Chemiewaffen-Entsorger gesucht

Widersprüchliches zur Vernichtung syrischer Kampfstoffe auch aus Merkels Kanzleramt

  • René Heilig
  • Lesedauer: 2 Min.
Die Vernichtung der syrischen Chemiewaffen wird zum Problem. Alle bislang angefragten Länder haben abgelehnt, die Waffen auf ihrem Territorium zu vernichten.
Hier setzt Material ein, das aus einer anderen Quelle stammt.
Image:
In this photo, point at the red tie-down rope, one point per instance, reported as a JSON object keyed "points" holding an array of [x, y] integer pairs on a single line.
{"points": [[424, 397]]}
Und Deutschland eiert herum.

Nach dem Einsatz chemischer Waffen Ende August in Vororten der syrischen Hauptstadt - dessen Urheber nicht zweifelsfrei festgestellt ist - setzte der Westen dem Machthaber Bachar-al-Assad ein Ultimatum: Vernichtung der Kampfstoffe oder Krieg.

Assad lenkte rasch ein, beantragte die Aufnahme seines Landes in den Kreis derer, die ein C-Waffenverbot akzeptieren und erfüllte auch sonst vorbildlich alle Vorgaben. Inspekteure der Organisation für das Verbot von Chemiewaffen (OPCW) zerstörten bis Ende Oktober alle Produktionsstätten und stellten über 1000 Tonnen Kampfstoffe sicher. Die müssen nun bis zum Frühjahr 2014 beseitigt werden, verlangt die OPCW.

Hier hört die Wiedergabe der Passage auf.